There were 'printed resistors' which were laid down with a silk screen, so I suppose there could have been printed capacitors, but I would imagine the values would be small.

AWEM

Reply to
Andrew Mawson

Thick film hybrid circuits?

Reply to
Andy Burns

Right - I've heard of that. Is it still used? And wonder why they chose that - there is any amount of space inside the instrument, so it could easily have been a conventional PCB.

Reply to
Dave Plowman (News)

Light green is the protective varnish, looking darker where the copper and carbon show through.

More reliable in high vibration applications, due to the lack of soldered joints, and cheaper to make, if you're making thousands of identical units.

Reply to
John Williamson

Thin film

I might just know where a few brand new mechanisms of those exist if it is needful.

Reply to
The Natural Philosopher

There are actually more soldered joints on this PCB than integrated components. Vibration not really an issue.

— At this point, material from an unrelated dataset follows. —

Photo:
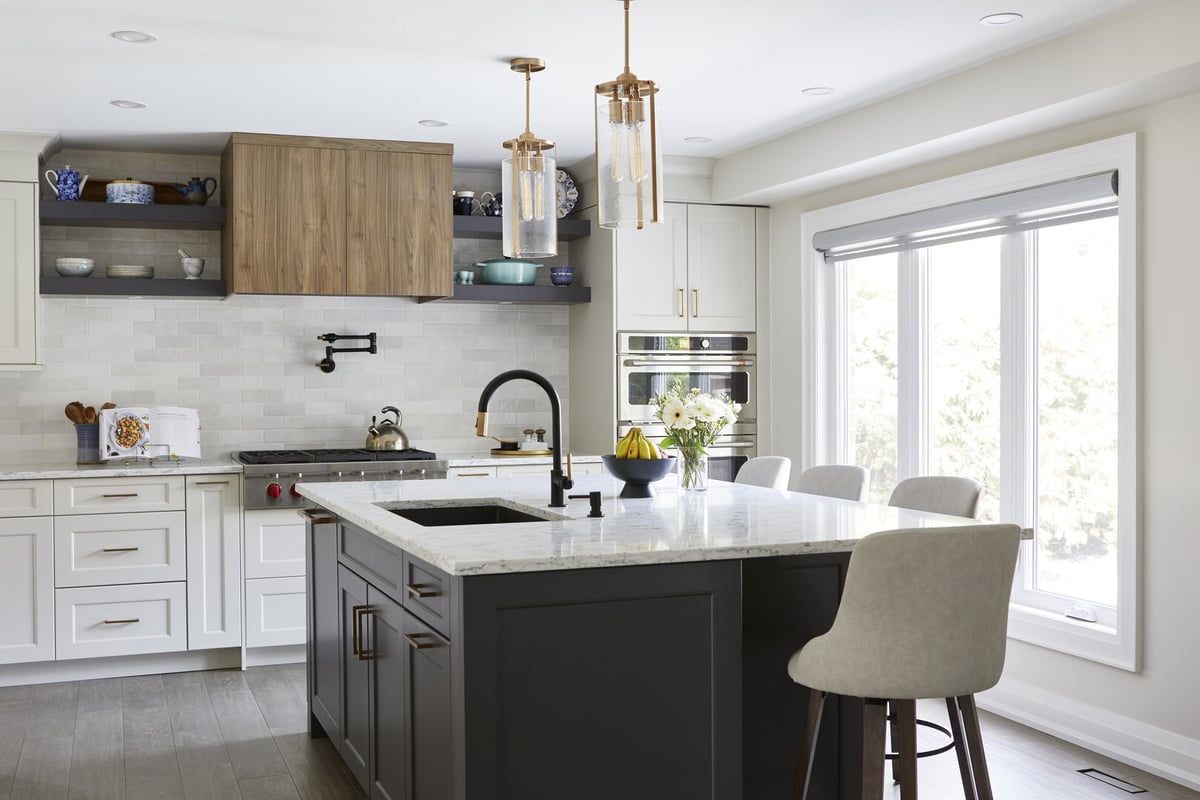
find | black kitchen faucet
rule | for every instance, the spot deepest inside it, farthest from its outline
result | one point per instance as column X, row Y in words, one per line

Right. But all the other electronics in the car use 'conventional' PCBs - including the Smiths OBC, which is a far more complicated device. But I suppose the PCB in question could be used for all the various designs they made.

Reply to
Dave Plowman (News)

Can easily get a brand new one at low cost - it's on the SD1. But the one I've stripped was for a 6 cylinder so no use for mine anyway - which still works fine.

It's just one of these projects I so like. The original runs from the coil negative. I'm looking at making new electronics so it works from much lower level pulses. Like the tach output from an ECU driving COP etc.

Reply to
Dave Plowman (News)

they really only made one design!

IIRC it was a 10ma 270 degree meter..with a crappy pulse counter on it.

Reply to
The Natural Philosopher

yeah. Mine became the 'analogue dial' in one of the firsts ever digitally tuned radios..

we bought a few hundred...

Reply to
The Natural Philosopher

Not so - the first electronic Smiths tach (RV1? used two germanium transistors. Mine has one IC. Which I suspect is just a 555 in drag.

That was going to be another question - how to measure what the movement is.

Reply to
Dave Plowman (News)

More than that, they also made the RVC which iirc was a single transistor design.

Reply to
The Other Mike

FR3

Printed resistors are simple enough. Sounds like yours has gone one step further with thick film circuitry to give embedded caps too.

NT

Reply to
NT

I'm not certain they are caps as I can't get any reading on my DVM. Whereas I can on the resistors. There also appears to be some form of transformer which feeds in the ignition pulses.